The problem is too many people. If standard of living is to increase then the resource requirement is due to massive unsustainable population growth.

They're both important. And crucially, people in developed countries use a lot more resources than those in undeveloped countries. Just look at the resource utilization of our richest people. We have billionaires operating private rocket companies! If somehow, say due to really really good automation, orbital rockets could be made cheap enough for the average person to afford, we would have average middle class people regularly launching rockets into space and taking private trips to the Moon. Just staggering levels of resource use. If we could build and maintain homes very cheaply due to advanced robotics, the average person would live in a private skyscraper if they could afford it. Imagine the average suburban lot, except with a tower built on it 100 stories tall. If it was cheap enough to build and maintain that sort of thing, that absolutely would become the norm.

[–] Wanderer@lemm.ee 0 points 1 month ago (1 children)

The only billionaire I know of that is launching rockets is Elon Musk.

That's just evidence that capitalism is efficient. Because SpaceX has revolutionised space travel making the only reusable rocket doing something all the government agencies said was impossible. NASAs new unbuilt rocket is using tech from the 1970 that they are going to throe away into the ocean on every launch.

The rest you say is meaningless. How you expect this robotic skyscrapers to be built? Some MIT masters project or some capitalist experiment?

[–] WoodScientist@lemmy.world 2 points 1 month ago (1 children)

Bezos also has a rocket company. Plus there's Richard Branson. And others.. And then you have private jet travel, massive mega yachts, and countless other extravagances. For a certain class of billionaire, having a private rocket company is a vanity project. These rocket companies are vanity projects by rich sci fi nerds. Yes, they've done some really good technical work, but they're only possible because their founders were willing to sink billions into them even without any proof they'll make a profit.

What you are missing is that as people's wealth increases, their resource use just keeps going up and up and up. To the point where when people are wealthy enough, they're using orders of magnitude more energy and resources than the average citizen of even developed countries. Billionaires have enough wealth that they can fly rockets just because they think they're cool, even if they have no real path to profitability.

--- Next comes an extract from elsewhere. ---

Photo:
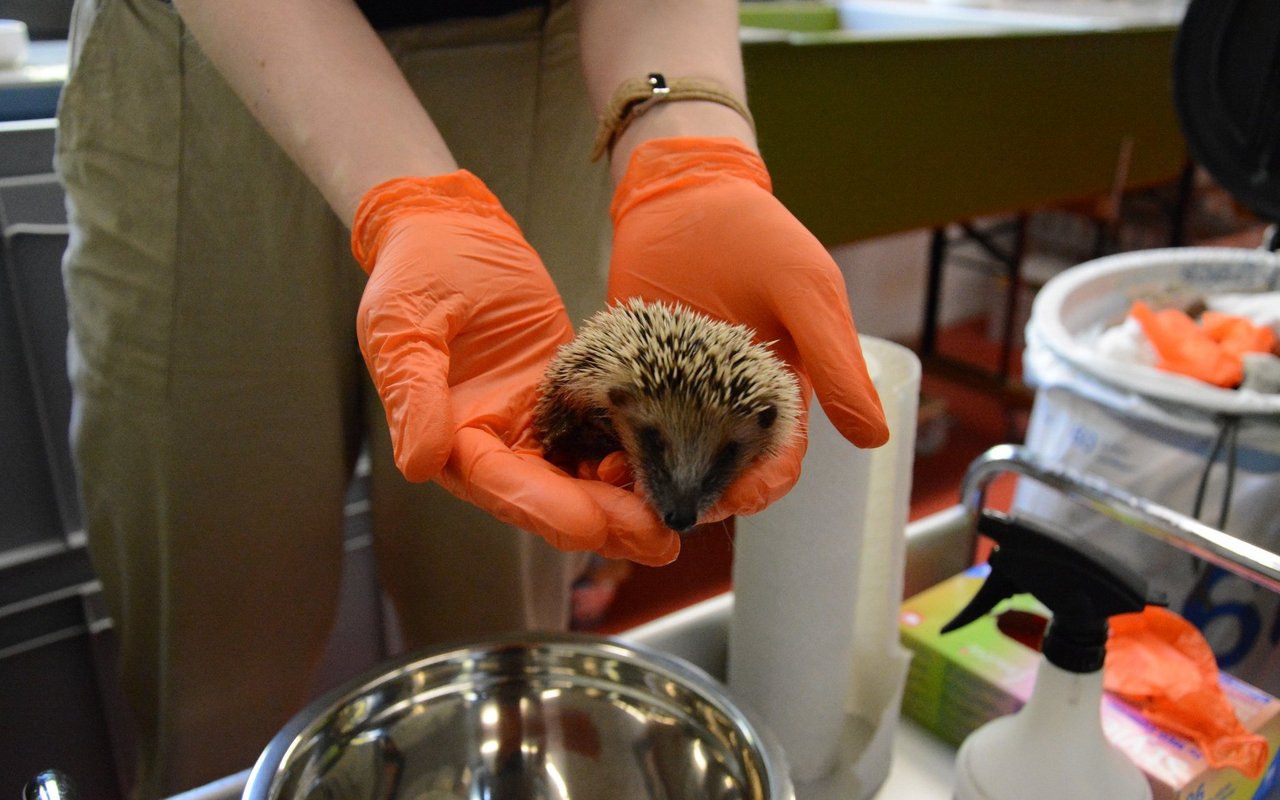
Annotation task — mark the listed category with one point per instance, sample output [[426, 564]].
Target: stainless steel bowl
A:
[[529, 718]]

And no, the hypothetical of the robot skyscrapers is not "meaningless." You just have a poor imagination. To have that type of world we only need one thing - a robot that can build a copy of itself from raw materials, or a series of robots that can collectively reproduce themselves from raw materials gathered in the environment. Once you have self-replicating robots, it becomes very easy to scale up to that kind of consumption on a broad scale. If you have self-replicating robots, the only real limit to the total number you can have on the planet is the total amount of sunlight available to power all of them.

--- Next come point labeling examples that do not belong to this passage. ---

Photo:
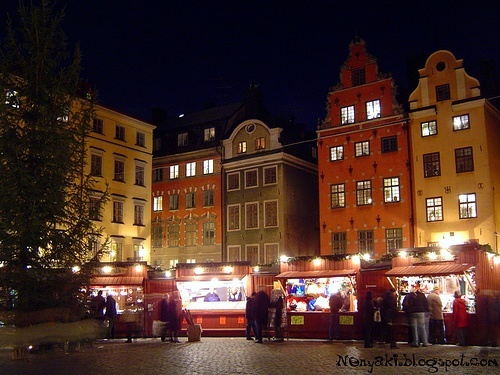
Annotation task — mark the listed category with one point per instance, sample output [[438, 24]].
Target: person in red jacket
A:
[[460, 317]]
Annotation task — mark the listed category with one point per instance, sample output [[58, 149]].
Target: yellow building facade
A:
[[455, 138], [119, 152]]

The real point isn't the specific examples I gave. The point, which you are missing entirely, is that total resource use is a function of wealth and technological capability. Raw population has very little impact on it. If our automation gets a lot better, or something else makes us much wealthier, we would see vast increases in total resource use even if our population was cut in half.

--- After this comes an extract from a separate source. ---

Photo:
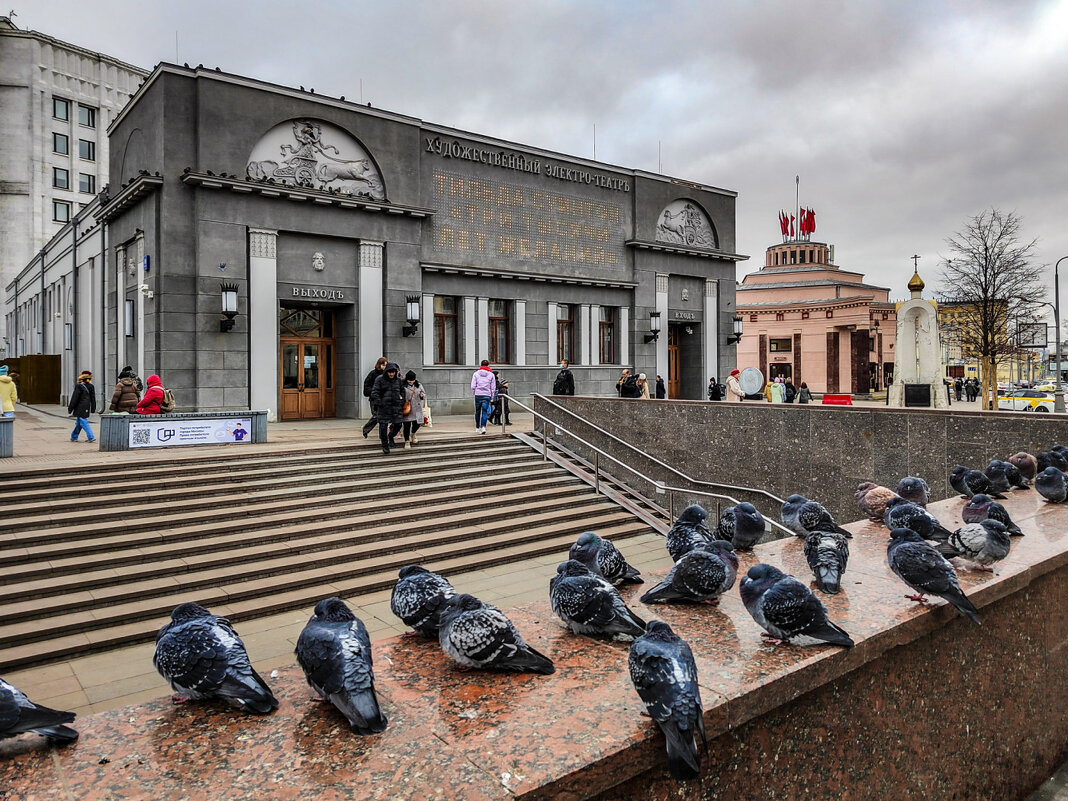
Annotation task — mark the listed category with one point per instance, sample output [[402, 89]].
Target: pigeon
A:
[[665, 676], [590, 605], [788, 610], [202, 657], [334, 653], [418, 598], [603, 559], [701, 576], [741, 525], [915, 489], [800, 515], [980, 507], [901, 514], [19, 715], [687, 531], [827, 552], [983, 543], [923, 568], [478, 634], [872, 499], [1052, 485]]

[–] Wanderer@lemm.ee 0 points 1 month ago

And no, the hypothetical of the robot skyscrapers is not "meaningless."

It's not meaningless in itself. Its meaningless to the conversation. It's literally a hypothetical you invented for no reason. You're just rambling.

Are you actually trying to claim that if the population was much smaller than it is today total resource use across the globe would be the same?

Because if not my point stands.

A lot of people think rockets can be very profitable. Its just a long term bet and you lack imagination. I would need to check but I'm pretty certain spacex is profitable.

Those other companies are still in R and D.